Malaga è una città privilegiata, uno spazio urbano ricchissimo di esperienze che affonda le proprie origini nell’alba dei tempi, con le e grotte di Nerja, Rincón de la Victoria e i Dolmen di Menga a Antequera, Patrimonio dell’Umanità Unesco.

La sua storia è un susseguirsi di innesti culturali. Dalle grandi opere di fortificazione e gli imponenti conventi del XVII secolo all’impianto urbanistico del XIX secolo – visibile tutt’ora -, a oggi, la città è in costante evoluzione.
La seconda metà del XX secolo spalanca le porte di Malaga al turismo. Già alla fine del XIX secolo c’erano diversi stabilimenti balneari, dei quali sopravvivono solo i Baños del Carmen – inaugurati nel 1918 – grazie a un concetto moderno adattato alle nuove esigenze e dei sempre più numerosi turisti stranieri.
Oggi sono un simbolo per la storia e per la privilegiata ubicazione, dalla quale si può ammirare una stupenda vista della baia.

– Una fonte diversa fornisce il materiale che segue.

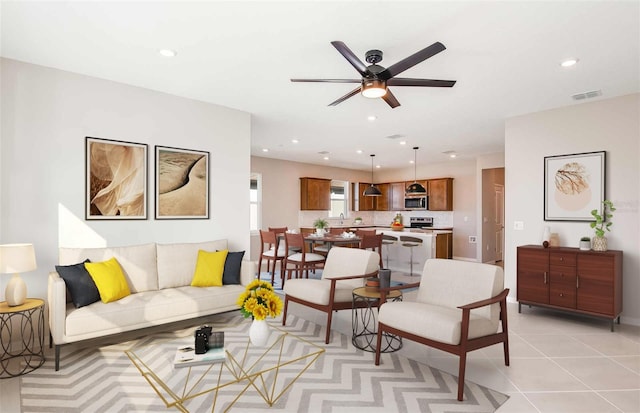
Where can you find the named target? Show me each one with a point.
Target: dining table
(332, 239)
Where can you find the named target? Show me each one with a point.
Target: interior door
(499, 226)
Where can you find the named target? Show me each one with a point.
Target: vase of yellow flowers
(259, 301)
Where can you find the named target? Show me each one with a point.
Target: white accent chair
(344, 270)
(460, 307)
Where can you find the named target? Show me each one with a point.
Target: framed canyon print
(573, 186)
(115, 179)
(182, 183)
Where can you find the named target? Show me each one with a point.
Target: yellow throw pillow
(109, 278)
(209, 269)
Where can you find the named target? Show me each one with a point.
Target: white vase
(599, 243)
(259, 333)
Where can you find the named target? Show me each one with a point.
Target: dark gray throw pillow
(79, 283)
(231, 274)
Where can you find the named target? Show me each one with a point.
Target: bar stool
(411, 243)
(388, 240)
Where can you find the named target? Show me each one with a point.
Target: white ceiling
(504, 55)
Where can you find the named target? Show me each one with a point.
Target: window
(255, 202)
(339, 198)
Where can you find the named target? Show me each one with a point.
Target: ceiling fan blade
(345, 97)
(351, 57)
(328, 80)
(391, 99)
(402, 81)
(411, 61)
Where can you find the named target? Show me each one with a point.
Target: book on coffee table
(186, 357)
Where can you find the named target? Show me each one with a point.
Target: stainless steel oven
(416, 203)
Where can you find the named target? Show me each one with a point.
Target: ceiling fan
(376, 79)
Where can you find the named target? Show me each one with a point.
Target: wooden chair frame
(331, 306)
(466, 344)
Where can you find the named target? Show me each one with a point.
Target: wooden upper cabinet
(396, 196)
(367, 203)
(383, 202)
(440, 193)
(315, 194)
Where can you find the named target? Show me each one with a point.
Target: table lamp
(14, 259)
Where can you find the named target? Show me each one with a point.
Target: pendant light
(415, 188)
(372, 190)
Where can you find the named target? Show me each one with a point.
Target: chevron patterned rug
(344, 379)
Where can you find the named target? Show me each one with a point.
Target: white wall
(611, 125)
(46, 115)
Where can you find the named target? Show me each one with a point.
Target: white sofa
(159, 278)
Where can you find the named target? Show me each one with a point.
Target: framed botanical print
(115, 180)
(182, 183)
(574, 185)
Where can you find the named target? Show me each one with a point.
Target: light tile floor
(560, 363)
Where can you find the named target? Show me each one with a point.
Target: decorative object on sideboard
(182, 183)
(585, 243)
(554, 239)
(320, 225)
(573, 185)
(16, 259)
(116, 179)
(601, 224)
(372, 190)
(546, 235)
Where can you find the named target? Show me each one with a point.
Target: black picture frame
(182, 183)
(115, 180)
(574, 185)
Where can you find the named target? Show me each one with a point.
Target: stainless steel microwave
(416, 203)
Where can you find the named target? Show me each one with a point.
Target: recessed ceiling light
(568, 62)
(167, 52)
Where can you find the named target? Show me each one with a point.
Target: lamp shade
(17, 258)
(14, 259)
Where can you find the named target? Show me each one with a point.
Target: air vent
(587, 95)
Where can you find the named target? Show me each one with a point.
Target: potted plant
(585, 243)
(320, 225)
(601, 224)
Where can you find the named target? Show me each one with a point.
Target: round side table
(364, 321)
(23, 328)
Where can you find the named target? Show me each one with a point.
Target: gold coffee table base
(270, 370)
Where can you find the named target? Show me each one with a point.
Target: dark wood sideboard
(569, 279)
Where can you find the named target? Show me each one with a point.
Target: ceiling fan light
(374, 88)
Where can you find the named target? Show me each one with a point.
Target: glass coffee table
(269, 371)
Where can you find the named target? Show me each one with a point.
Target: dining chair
(300, 262)
(372, 242)
(272, 250)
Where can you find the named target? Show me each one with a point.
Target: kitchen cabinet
(444, 245)
(382, 202)
(440, 193)
(569, 279)
(315, 194)
(396, 196)
(365, 203)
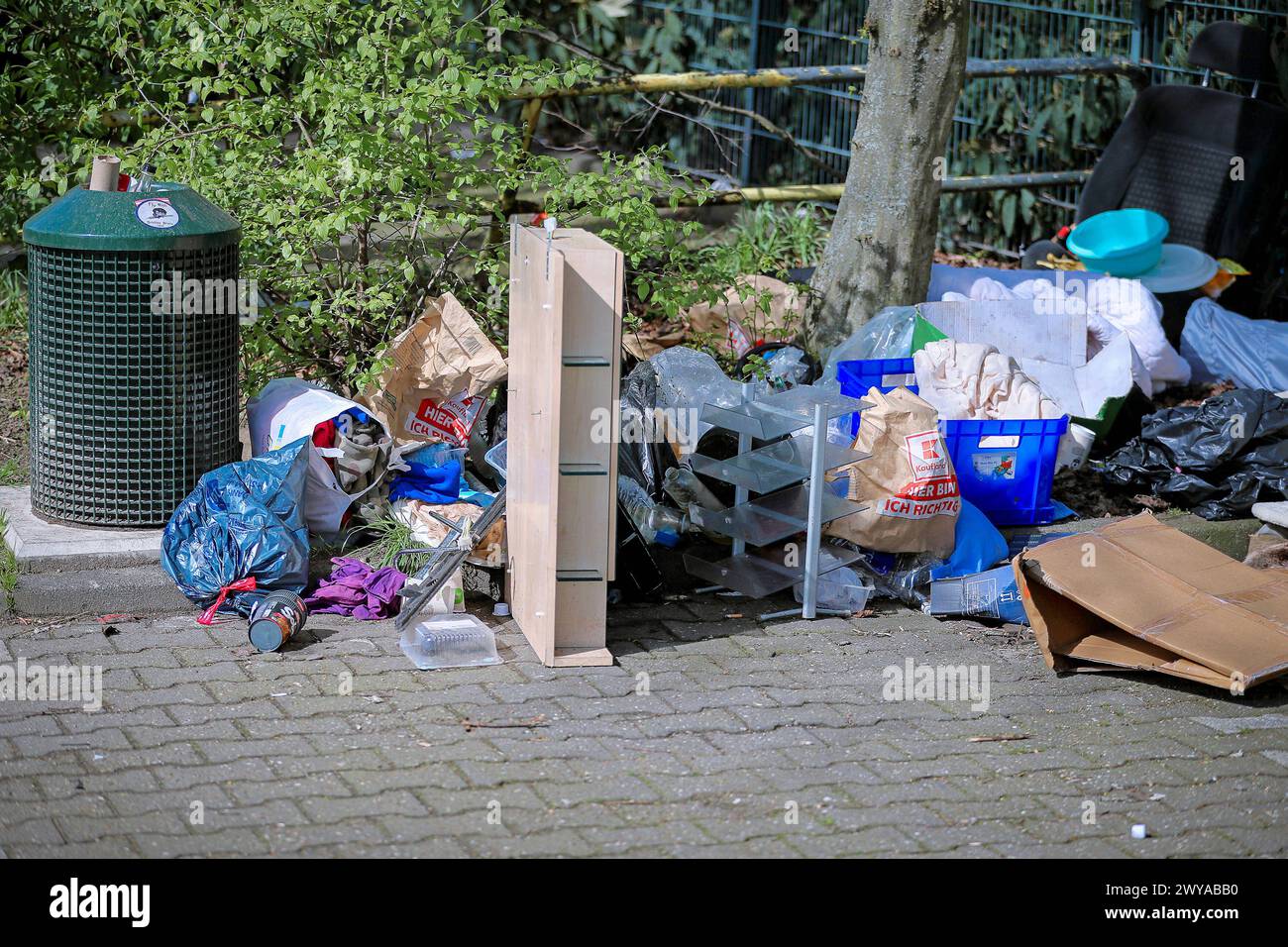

La creazione del marchio Costa del Sol ha trasformato i paesini di pescatori in rinomati centri turistici, facilmente raggiungibili tramite l’aeroporto, le autostrade e le superstrade.
Il recupero e la pedonalizzazione del centro storico di Malaga, al quale è stato associato un piano di abbellimento, ha trasformato la città in un museo all’aria aperta di scultura contemporanea. Oggi possiamo ammirare opere rilevanti come Points of view del britannico Tony Cragg, Man Moving del tedesco Stephan Balkenhol, Panta Rei e Sombra Azul degli spagnoli di Blanca Muñoz e Chema Alvargonzález.

Quella di Malaga è stata vision che ha consentito di rivitalizzare la cultura cittadina rivalutando il grande patrimonio storico-artistico sia per i residenti sia come attrattiva turistica. Il progetto, iniziato nel 2003 con l’inaugurazione del Museo Picasso Malaga e del Centro d’Arte Contemporanea, fa oggi di Malaga “la città dei musei” con ben 40 siti, tra i quali le sedi distaccate del Centre Pompidou di Parigi, del museo Russo di San Pietroburgo e della collezione privata di Carmen Thyssen.

La costruzione del Palazzo dei Congressi e delle Esposizioni, un contesto architettonico futuristico che gioca con nuovi materiali, volumi e colori ha poi dato spazio all’avanguardia anche per opportunità di business e grandi eventi.